When I lived in Libya last year, I spent many evenings sitting with the daughters of my host family in the living room of their apartment. I remember the eyes of our unwelcome neighbor, Muammar Gaddafi, peering at us from a large billboard across the road. The father of the family kept a watchful eye on his daughters too, controlling their movements much more than those of their brothers. Both men were powerful, sometimes menacing, presences in the girls’ lives.
Now the dictator has gone, but the father and his restrictions remain. I wonder if the girls I knew will go back to their lives as before or demand greater freedoms?
Alaa Murabit, a Libyan activist and founder of the Voice of Libyan Women (VLW), remembers how, under Gaddafi, “men felt they could harass and marginalize women with no consequences.” Discrimination against women went unchallenged by the regime, as did all prejudices which helped to create a weak and fragmented society. Social taboos prevented punishment of domestic violence, rape and harassment. Some have said that the Gaddafi regime was responsible for “rehabilitation centres” where “shamed women” were imprisoned, only to be freed if their male guardians agreed they had been morally reformed.”
Women’s groups across Libya are now campaigning for greater rights and recognition, but often face suspicion or hostility rooted in this conservative tradition. “We have a patriarchal culture” explains Zahra Langhi of the Libyan Women’s Platform for Peace. “It’s not a matter of just changing legislation; we need a cultural and educational revolution.”
Women’s rights can have a bad reputation in the region. Writing for the Libya Herald, Rhiannon Smith commented recently that those women in Libya “not on the NGO contact list” are “vociferous in their rejection of this women’s movement, accusing it of damaging Libyan culture” and “being anti-Islamic.” Western criticism of Islamist political parties’ feminist credentials fuel fears that women’s emancipation demands the imposition of secularism and “Western values.” Libya, after all, has a majority of conservative Muslims, many of whom were persecuted for their religious views under Gadaffi.
Women also remain deeply entrenched in political divisions across the country, negating female solidarity. Rival militias in Libya are still wrestling for power. Berber minorities are still lobbying for recognition. Gaddafi supporters such as Nisreen Mansour al Forgani–nicknamed “Gaddafi’s Girl Executioner” by the Daily Mail for allegedly shooting 11 rebel soldiers–may always remain pariahs in the eyes of women who lost loved ones in the war.
Despite the challenges, more and more women are pushing for change. When women were denied a quota in the constituent assembly, hundreds mobilized across the country to demonstrate. It worked: The Transitional Council agreed to guarantee alternate men and women candidates on the ballot.
Organizations such as the VLW make sure they involve women from all regions and backgrounds.
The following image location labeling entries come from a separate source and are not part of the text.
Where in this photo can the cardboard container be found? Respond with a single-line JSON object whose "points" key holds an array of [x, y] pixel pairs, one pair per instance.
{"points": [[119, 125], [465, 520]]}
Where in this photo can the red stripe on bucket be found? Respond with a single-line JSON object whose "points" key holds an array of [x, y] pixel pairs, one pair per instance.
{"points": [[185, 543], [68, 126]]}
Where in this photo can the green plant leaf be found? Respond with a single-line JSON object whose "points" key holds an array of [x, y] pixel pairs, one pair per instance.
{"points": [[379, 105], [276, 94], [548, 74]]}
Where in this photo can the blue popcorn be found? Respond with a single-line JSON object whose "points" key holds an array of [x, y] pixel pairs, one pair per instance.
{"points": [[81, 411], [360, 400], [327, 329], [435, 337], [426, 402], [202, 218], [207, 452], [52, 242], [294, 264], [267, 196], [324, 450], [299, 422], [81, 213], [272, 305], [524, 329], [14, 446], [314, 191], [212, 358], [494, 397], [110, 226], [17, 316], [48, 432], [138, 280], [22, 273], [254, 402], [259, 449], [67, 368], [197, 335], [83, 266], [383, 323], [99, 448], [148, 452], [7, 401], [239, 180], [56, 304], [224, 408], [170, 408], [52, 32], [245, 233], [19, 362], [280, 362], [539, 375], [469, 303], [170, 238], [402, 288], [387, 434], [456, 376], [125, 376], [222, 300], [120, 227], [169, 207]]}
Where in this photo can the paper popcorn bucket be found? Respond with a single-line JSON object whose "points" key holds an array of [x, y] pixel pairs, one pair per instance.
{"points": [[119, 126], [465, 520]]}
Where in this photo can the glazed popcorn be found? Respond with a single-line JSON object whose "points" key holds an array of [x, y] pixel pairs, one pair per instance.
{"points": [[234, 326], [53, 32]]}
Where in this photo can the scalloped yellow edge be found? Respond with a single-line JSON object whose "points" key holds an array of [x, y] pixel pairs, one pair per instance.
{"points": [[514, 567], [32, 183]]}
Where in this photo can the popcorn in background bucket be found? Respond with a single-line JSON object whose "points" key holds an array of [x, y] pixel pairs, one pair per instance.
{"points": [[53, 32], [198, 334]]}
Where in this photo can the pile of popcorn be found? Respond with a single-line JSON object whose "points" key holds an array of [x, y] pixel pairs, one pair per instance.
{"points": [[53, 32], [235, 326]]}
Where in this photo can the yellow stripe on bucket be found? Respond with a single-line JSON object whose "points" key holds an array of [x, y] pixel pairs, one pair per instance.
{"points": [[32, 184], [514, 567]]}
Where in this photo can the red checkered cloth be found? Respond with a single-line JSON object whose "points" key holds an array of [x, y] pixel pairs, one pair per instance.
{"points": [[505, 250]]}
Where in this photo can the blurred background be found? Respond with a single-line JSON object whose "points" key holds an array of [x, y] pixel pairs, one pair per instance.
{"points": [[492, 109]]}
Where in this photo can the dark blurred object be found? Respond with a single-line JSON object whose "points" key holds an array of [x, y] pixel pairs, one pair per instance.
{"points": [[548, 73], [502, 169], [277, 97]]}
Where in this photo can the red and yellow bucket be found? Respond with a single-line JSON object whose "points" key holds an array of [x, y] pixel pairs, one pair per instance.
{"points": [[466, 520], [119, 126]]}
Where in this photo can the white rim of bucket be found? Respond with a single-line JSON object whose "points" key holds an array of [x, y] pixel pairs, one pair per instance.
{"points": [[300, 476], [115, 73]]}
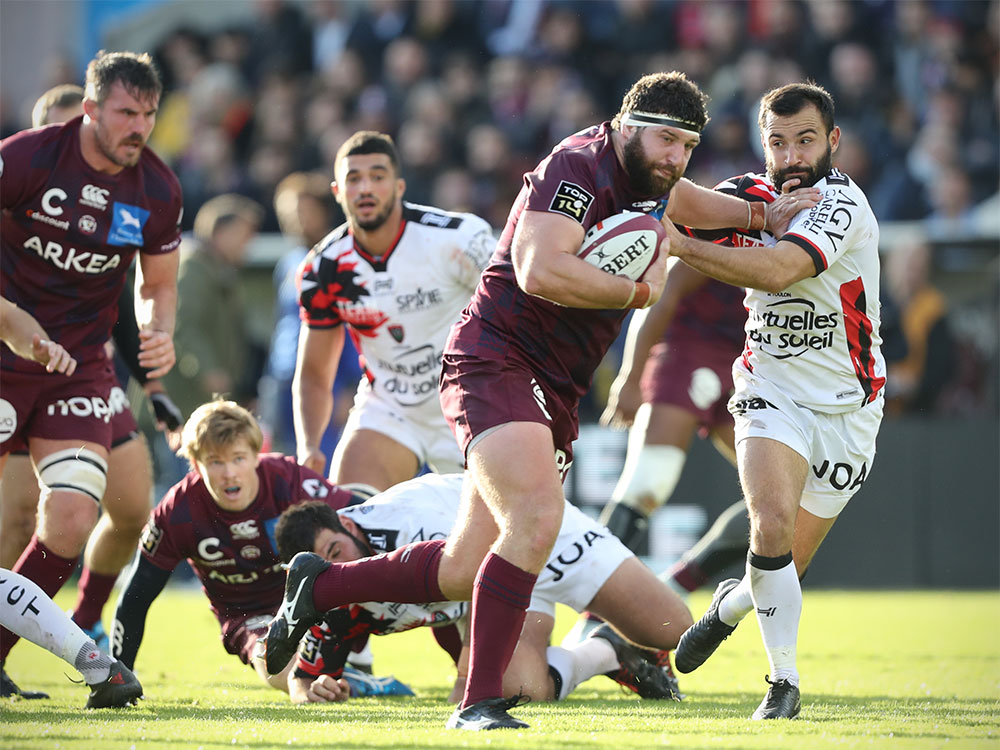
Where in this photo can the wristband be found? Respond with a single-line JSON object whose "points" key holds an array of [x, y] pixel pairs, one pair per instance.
{"points": [[639, 298]]}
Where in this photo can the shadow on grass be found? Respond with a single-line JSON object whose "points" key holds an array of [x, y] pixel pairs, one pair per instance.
{"points": [[407, 723]]}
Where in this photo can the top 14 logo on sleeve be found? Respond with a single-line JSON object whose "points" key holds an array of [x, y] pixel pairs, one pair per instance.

They used religious arguments in campaigns, negating the “secularist” stigma. Last February, it helped organize the International Purple Hijab, Scarf and Tie Day, which saw women wearing a purple hijab to demonstrate their opposition to domestic violence on religious grounds. It was one of the group’s most successful campaigns so far. “We have a long road ahead,” says Murabit. It may seem difficult for women to effect change, but it is worth remembering that stranger things have happened in Libya this year.
Gaddafi’s billboard has now disappeared from opposite my old flat in Tripoli. Instead, election posters decorate the city. A proud woman’s face is depicted in one, illuminated by a white light. “Your voice,” the poster reads, “is the future of your country.” Whatever the girls I knew choose to do, the picture speaks directly to them.